Salt was, of course, a hugely valuable resource; it was essential for the preservation of food through the long winters, particularly meat. Otherwise, you'd have to live on sauerkraut, which is a good thing, but doesn't contain much protein. It was, essentially, white gold.

 However, if your idea of a salt mine is based on the mines in Cheshire, where rock salt is hacked out of caves for refinement, you have to change your ideas. The salt which was, and still is, extracted in Bad Reichenhall, is a saline suspension, which is pumped up from below. There are two salt works in Reichenhall, but we chose to visit the old one, the Alte Saline. Here you can see the early nineteenth century machinery, still functioning throughout the day, powered by water coming down from the nearby mountain, which ran over enormous wheels and fuelled the pumps.

You can go down into the bowels of the earth beneath the Alte Saline, walk along passages slimed green (and probably salty) and see them working. Below is a picture of the salt spring, welling up from below. It was a hazardous business to dig out these tunnels, among the reservoirs of saline. We entered one room which was once such a reservoir.
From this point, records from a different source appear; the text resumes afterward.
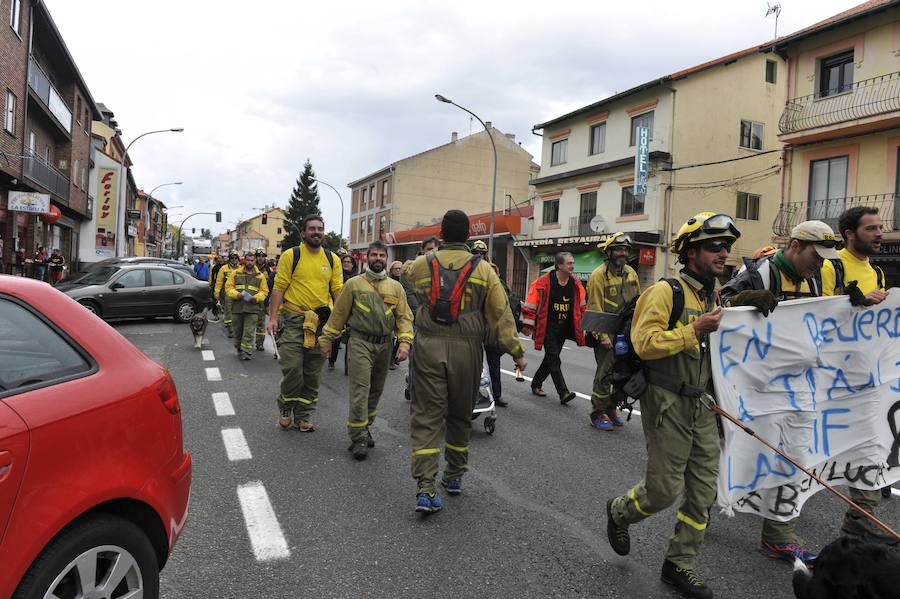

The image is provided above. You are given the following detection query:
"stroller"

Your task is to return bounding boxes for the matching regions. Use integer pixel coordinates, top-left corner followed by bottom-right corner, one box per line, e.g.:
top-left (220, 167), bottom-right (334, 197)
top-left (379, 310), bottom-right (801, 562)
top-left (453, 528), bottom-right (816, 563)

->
top-left (472, 360), bottom-right (497, 435)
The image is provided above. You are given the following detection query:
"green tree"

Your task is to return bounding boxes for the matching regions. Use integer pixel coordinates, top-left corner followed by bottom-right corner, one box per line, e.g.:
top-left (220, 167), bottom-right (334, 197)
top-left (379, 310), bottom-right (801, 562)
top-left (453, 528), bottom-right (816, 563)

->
top-left (281, 158), bottom-right (322, 250)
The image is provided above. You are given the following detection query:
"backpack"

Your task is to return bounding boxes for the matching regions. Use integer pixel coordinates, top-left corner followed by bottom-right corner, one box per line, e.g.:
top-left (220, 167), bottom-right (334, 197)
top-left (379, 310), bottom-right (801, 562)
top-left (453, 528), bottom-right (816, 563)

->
top-left (426, 252), bottom-right (481, 326)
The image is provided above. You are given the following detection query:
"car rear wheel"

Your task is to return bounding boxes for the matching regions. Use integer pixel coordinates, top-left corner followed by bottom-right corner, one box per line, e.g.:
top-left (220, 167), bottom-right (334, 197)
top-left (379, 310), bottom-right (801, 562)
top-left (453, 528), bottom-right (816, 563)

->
top-left (175, 299), bottom-right (197, 322)
top-left (13, 515), bottom-right (159, 599)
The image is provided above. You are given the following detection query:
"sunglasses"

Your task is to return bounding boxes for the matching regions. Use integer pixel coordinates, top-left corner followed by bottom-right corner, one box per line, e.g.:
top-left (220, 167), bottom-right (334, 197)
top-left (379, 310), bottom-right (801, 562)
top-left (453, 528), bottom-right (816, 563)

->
top-left (700, 241), bottom-right (731, 254)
When the workmen broke through into it, twenty-two of them were drowned.

Either the guide didn't tell us, or we didn't hear (the Saline is a noisy place), but I assume that the saline is actually the result of groundwater washing through rock salt, the remnant, as in Cheshire, of ancient seas. The picture below, from the museum at the Alte Saline, shows the salt workers getting precipitated salt from the drying pans; it was packed damp into barrels, and formed into cakes for transportation by road and river. It was a hot and undoubtedly uncomfortable job. The next photograph shows the same process in the early twentieth century, and then you can see the salt being packed up, also in the early twentieth century, but in the new salt works. The Alte Saline went out of production in 1834, after a fire destroyed the works. Nowadays it is a museum only, but one of the most beautiful industrial buildings I have ever seen.
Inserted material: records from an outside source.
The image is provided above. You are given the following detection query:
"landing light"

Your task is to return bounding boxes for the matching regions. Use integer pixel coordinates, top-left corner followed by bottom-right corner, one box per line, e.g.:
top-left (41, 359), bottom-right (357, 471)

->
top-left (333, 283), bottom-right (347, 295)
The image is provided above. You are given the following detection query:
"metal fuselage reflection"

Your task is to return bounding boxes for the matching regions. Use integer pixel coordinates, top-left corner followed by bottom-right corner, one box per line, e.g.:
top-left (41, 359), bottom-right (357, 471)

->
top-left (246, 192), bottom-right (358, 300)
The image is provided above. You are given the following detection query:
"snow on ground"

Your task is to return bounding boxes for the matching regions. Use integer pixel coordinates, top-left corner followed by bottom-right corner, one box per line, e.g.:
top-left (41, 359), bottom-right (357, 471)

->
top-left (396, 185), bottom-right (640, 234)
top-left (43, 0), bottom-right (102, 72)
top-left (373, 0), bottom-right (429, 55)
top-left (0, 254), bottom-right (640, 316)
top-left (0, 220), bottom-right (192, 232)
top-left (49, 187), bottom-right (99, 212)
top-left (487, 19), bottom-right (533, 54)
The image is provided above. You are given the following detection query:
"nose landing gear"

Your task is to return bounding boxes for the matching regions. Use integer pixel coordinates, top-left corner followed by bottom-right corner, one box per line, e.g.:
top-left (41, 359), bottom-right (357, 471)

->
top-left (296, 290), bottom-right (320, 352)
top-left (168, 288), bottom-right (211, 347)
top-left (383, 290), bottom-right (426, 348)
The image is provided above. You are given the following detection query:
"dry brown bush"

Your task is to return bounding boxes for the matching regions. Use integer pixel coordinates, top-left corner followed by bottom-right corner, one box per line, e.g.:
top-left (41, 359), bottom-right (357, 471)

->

Originally, the saline was processed at the extraction site, but drying it outrequired an enormous amount of fuel, and with time, the area immediately round Bad Reichenhall was deforested. In 1816, the Royal Salt Councillor of Bavaria, Georg von Reichenbach, was commissioned to lead an ambitious project, the 'saline pipeline' (Soleleitungsweg), which channelled liquid saline to forested areas, where new salt works were set up, such as Berchtesgaden. There was a series of pumping stations to deal with the inevitable differences in level of the pipeline. A remnant of this pipeline can be seen above the lovely village of Ramsau, where Joseph Mohr, of Silent Night fame, was once curate, and where we stayed in a house alongside the old salt road last summer.

Ramsau church,

We walked the Soleleitungsweg on a day of threatening thunderstorm. It's an idyllic track now, leading through fields of wonderful wildflowers, the haunt of butterflies, bees, and of course Alpine cows with clonking bells.

You need a sharp eye to see the old wooden boards on the track, and we missed several on the outward walk, but picked them up later on our return. You can see below, from the information boards on the path, what it once looked like, boarded over all the way. One thing that puzzled us was how they dealt with leaks, which must have occurred from the joints in the wooden pipes, which were simply hollowed-out tree trunks. I suppose they swelled with the liquid, and were preserved by the saline, but nevertheless, leaks there must have been. Perhaps they were just accepted as inevitable.

This is what it looks like nowadays.